OK, let's take a look at the Login Flow Chart step by step :

  1. User bring up browser and access http://yourhost.yourdomain.com/amserver/UI/Login (or via a URL link, or redirect by Policy Agent). Then AM check the domain name and parameters in this request to determine which Authentication Chain should be used. Assume the chain was found and its first login module is "XModule" (maybe somebody else made it), then a instance (Left block in the diagram) of XModule class is created by AM, its init( ) get called for initialization work. After this, AM check XModule's UI Callback XML file "XModule.xml", pick the first <Callbacks> element -- Callbacks Order 1。
  2. Access Manager parse Callbacks Order 1 (2 callbacks and no template assigned). Then it use default Login.jsp as HTML template to render the UI page. The outcome page will contain two HTML input fields. One is for NameCallback; the other is for PasswordCallback. AM also assign IDTokenN as the filed identifier to them. N is the position in <Callbacks> element. For NameCallback and PasswordCallback, their <Prompt> sub-element value will also be shown as leading label text.
  3. User then see the login page with two input fileds, key in the ID & Password.
  4. Then he click "Submit" button, an HTTP POST send the credential (in IDToken1=theid&IDToken2=thepass in body) back to /amserver/UI/Login servlet.
  5. Now it is the show time for module class. Its process( ) method is called with two arguments : a Callback[ ] array containing what user just key in and a Callbacks order number, currently should be 1 telling process( ) to validate credential for <Callbacks order="1"..>. At this point, the control is in XModule program. It should now verify the credentials and return a order number for next <Callbacks> if new question need to ask to user. For most case, the ID & Password pair is sufficient to determine the authenticaiton result and module class can simply return -1 for valid credentials to finish the module. The built-in LDAP module does so, that's why we usually see only one page before LDAP login. However, sometimes you get another page asking you to Change Password because your current password is going to expired. Under the hood, LDAP Server tells LDAP module the password is expiring in xxx days and the module process( ) return 2 to ask for password change. Let's assume our XModule need to ask more and return 2.
  6. Then AM internal found that process( ) returns 2, then check the Callback Order 2 XML-- one PasswordCallback, no template.
  7. AM then use Login.jsp as HTML tempate again, render a HTML page with only one input box for password (IDToken1).
  8. User see the 2nd page, then type in the password as requested.
  9. Then he click "Submit" button again. an HTTP POST send the credential back to /amserver/UI/Login again. The same XModule instance's process( ) get called again, but with new callback[ ] and State argument values. This time the State =2. You surely know why.
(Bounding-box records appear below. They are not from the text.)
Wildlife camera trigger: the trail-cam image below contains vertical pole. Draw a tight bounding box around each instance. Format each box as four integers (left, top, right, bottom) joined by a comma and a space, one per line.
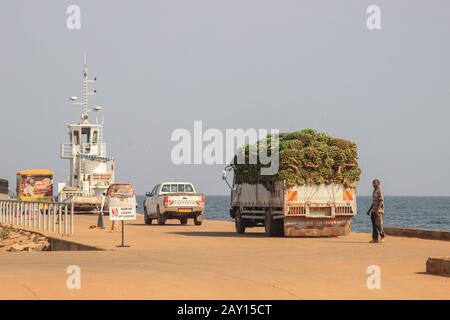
70, 202, 73, 235
52, 204, 59, 232
25, 202, 31, 228
58, 204, 62, 234
19, 202, 24, 226
122, 220, 125, 247
31, 202, 36, 229
64, 205, 68, 234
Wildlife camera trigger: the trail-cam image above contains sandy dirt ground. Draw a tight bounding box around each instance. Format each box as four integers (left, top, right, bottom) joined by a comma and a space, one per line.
0, 215, 450, 299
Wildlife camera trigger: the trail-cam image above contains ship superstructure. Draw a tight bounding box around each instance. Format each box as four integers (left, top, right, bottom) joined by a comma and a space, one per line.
58, 58, 115, 212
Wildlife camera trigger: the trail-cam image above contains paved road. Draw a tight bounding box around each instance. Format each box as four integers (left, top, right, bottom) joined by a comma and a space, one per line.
0, 216, 450, 299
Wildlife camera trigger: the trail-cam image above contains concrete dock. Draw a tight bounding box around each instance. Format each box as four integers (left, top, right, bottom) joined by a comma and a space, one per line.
0, 215, 450, 299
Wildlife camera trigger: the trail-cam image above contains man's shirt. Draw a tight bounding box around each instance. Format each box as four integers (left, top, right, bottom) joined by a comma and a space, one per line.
372, 187, 384, 213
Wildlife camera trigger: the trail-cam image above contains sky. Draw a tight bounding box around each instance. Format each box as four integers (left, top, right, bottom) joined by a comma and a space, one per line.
0, 0, 450, 196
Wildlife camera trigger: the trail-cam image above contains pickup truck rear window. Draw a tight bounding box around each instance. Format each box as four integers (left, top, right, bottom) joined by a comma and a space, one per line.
161, 183, 194, 193
107, 184, 134, 198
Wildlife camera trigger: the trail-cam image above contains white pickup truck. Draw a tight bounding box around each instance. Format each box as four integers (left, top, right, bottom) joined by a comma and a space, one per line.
144, 182, 205, 226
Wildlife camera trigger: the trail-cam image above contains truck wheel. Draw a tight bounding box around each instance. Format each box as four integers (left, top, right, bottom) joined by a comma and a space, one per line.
234, 210, 245, 234
194, 217, 202, 226
274, 219, 284, 237
156, 207, 167, 226
144, 207, 153, 224
264, 210, 276, 237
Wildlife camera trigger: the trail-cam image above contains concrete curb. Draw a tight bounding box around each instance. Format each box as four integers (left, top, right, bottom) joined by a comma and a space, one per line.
427, 257, 450, 277
384, 227, 450, 241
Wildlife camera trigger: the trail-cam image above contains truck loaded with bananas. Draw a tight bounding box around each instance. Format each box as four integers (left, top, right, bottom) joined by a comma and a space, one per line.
224, 129, 361, 236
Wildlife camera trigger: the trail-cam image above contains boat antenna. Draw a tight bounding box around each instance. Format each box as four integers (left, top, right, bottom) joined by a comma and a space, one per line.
70, 52, 101, 123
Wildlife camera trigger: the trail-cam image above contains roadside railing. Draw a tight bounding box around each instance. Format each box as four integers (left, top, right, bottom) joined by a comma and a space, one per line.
0, 200, 74, 235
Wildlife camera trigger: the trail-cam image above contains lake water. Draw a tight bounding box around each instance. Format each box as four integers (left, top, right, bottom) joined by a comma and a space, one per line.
137, 196, 450, 231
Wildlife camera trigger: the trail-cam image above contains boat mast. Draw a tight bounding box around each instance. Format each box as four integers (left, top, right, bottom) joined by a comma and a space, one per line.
71, 52, 100, 124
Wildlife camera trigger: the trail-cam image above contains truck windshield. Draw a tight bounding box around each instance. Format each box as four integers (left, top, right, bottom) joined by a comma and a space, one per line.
107, 184, 134, 198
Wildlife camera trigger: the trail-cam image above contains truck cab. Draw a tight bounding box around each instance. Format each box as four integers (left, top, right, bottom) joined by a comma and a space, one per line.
144, 182, 205, 226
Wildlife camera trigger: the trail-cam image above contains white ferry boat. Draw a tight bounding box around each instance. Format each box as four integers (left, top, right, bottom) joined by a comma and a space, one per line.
57, 58, 115, 213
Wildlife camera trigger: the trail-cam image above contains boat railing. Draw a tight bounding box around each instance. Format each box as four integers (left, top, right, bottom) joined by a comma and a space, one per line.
61, 143, 106, 159
0, 200, 74, 236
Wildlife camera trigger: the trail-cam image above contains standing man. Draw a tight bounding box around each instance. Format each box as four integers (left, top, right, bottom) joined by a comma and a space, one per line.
367, 179, 385, 243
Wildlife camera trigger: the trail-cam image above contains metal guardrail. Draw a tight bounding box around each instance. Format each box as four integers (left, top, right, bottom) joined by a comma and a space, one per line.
60, 143, 106, 159
0, 200, 74, 235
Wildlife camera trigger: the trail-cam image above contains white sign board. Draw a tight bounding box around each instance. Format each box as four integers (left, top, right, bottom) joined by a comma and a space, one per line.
109, 206, 136, 221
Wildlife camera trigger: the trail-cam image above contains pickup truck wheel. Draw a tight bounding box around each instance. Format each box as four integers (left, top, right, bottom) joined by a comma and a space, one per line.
234, 210, 245, 234
264, 210, 276, 237
144, 207, 153, 224
194, 217, 202, 226
156, 207, 167, 226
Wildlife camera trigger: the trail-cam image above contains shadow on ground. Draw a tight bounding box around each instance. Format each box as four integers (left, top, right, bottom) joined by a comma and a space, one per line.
167, 231, 266, 238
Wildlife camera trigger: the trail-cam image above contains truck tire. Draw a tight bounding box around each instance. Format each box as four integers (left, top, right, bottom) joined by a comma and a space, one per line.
144, 207, 153, 224
156, 207, 167, 226
194, 217, 202, 226
273, 219, 284, 237
264, 210, 277, 237
234, 210, 245, 234
180, 217, 188, 225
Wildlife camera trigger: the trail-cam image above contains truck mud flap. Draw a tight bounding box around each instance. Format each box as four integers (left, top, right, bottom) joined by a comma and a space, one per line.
284, 217, 352, 237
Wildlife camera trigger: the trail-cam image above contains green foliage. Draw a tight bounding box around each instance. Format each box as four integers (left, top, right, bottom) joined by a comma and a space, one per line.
232, 129, 361, 186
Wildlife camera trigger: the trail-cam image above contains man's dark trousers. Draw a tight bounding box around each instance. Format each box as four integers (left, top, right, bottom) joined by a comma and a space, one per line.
370, 212, 385, 240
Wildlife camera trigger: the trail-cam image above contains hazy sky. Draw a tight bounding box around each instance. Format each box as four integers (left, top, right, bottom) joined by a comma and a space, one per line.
0, 0, 450, 195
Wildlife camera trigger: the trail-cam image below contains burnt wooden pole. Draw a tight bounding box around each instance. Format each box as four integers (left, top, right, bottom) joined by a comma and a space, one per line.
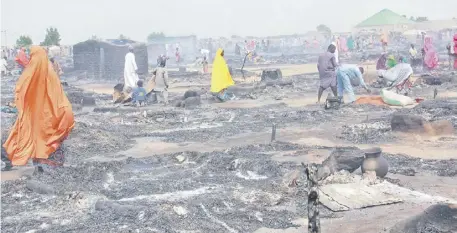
302, 163, 321, 233
271, 123, 276, 142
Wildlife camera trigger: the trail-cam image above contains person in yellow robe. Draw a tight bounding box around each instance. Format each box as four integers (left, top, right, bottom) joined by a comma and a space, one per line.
211, 48, 235, 101
3, 46, 75, 172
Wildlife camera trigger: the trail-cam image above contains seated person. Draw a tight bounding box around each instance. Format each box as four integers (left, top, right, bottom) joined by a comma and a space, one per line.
132, 80, 147, 106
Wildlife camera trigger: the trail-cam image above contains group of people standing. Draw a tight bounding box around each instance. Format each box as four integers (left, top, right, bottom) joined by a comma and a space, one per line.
317, 43, 371, 103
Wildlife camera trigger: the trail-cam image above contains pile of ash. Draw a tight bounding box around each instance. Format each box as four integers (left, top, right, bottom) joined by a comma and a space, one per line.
339, 121, 393, 143
383, 153, 457, 177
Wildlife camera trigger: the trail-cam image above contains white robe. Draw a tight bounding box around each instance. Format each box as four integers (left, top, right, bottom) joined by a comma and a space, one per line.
124, 52, 139, 88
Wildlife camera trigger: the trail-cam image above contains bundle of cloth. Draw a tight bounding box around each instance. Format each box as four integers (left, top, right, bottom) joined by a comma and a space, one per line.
3, 46, 75, 169
453, 33, 457, 70
378, 63, 413, 86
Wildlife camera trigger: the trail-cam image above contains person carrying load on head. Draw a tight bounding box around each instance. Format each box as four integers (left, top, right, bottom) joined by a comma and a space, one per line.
152, 57, 168, 105
124, 45, 139, 90
3, 46, 75, 172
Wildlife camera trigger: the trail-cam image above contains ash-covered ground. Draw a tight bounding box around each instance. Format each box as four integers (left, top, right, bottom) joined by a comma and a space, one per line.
1, 66, 457, 232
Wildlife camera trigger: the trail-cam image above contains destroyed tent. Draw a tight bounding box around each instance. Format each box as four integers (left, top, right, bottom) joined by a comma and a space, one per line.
73, 40, 148, 80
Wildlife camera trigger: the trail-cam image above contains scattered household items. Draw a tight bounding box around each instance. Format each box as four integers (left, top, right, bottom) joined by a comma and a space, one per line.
73, 39, 148, 80
261, 69, 282, 82
81, 96, 95, 106
361, 147, 389, 178
381, 89, 415, 106
113, 83, 132, 104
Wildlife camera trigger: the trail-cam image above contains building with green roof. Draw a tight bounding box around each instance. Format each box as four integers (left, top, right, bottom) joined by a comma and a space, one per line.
355, 9, 416, 31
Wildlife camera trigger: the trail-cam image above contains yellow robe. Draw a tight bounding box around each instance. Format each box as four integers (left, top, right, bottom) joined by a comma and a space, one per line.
211, 49, 235, 93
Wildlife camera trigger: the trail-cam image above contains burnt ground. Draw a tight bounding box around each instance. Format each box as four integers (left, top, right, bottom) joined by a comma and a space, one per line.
1, 66, 457, 232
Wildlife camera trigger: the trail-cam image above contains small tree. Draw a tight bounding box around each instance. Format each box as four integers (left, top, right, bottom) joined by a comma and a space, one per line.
316, 24, 332, 37
16, 36, 33, 48
416, 16, 428, 22
148, 32, 165, 41
40, 27, 60, 46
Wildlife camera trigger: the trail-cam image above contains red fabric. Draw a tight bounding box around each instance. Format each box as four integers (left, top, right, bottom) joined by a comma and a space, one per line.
15, 49, 29, 67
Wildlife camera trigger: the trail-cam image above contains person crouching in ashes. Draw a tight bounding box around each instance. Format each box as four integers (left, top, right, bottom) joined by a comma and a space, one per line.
3, 46, 75, 172
211, 48, 235, 102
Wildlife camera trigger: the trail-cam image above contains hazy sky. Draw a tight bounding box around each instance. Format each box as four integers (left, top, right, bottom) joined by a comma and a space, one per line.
1, 0, 457, 44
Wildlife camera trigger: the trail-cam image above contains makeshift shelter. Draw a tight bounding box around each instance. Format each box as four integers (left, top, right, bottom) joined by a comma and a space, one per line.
355, 9, 416, 31
73, 40, 148, 80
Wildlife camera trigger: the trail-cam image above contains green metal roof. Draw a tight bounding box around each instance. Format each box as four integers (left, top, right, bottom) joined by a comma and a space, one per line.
356, 9, 414, 27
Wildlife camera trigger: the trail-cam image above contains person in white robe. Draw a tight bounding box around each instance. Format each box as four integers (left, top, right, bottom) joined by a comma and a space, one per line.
124, 46, 139, 89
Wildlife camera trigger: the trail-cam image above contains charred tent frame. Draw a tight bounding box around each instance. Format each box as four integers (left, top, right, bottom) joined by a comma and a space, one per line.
73, 40, 148, 80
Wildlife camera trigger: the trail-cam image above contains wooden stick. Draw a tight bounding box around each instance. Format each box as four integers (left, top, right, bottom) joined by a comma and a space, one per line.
302, 163, 321, 233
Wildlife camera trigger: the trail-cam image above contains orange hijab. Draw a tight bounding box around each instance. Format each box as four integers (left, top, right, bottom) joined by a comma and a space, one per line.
15, 48, 29, 67
3, 46, 75, 166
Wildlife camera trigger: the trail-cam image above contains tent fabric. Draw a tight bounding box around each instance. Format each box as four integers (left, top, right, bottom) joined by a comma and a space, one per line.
356, 9, 414, 27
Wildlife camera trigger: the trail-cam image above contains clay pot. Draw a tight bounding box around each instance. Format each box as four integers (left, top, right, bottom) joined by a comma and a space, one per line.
361, 147, 389, 178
  10. The process( ) run different logic according to different State value (You should code it so). But the basic rule doesn't change:
    > return -1 if the credentail is valid and no more question for user OR
    > throws AuthLoginException if you're sure the login attempt is failed OR
    > return another order number if you need to ask more
    To complete my long diagram, we assume the picky XModule still need to ask more, and return 3.
  11. AM get 3 as return, similar to step 7, callback to user, and then get back... the interaction keep going.
  12. Finally, during processing Callback Order 4, module class can determine it is a successful login (Thanks God), return -1.

Above is a perfect scenario, but what if an error occurs in module class and you need to terminate the process immediately? You just need to throws a AuthLoginException anywhere anytime in process( ) method. When AM caught such exception, the follow-up order will not be executed and usually user get authentication failed or server internal error message. Depends on the severity of the error and module Condition, sometimes AM will forward user to next module.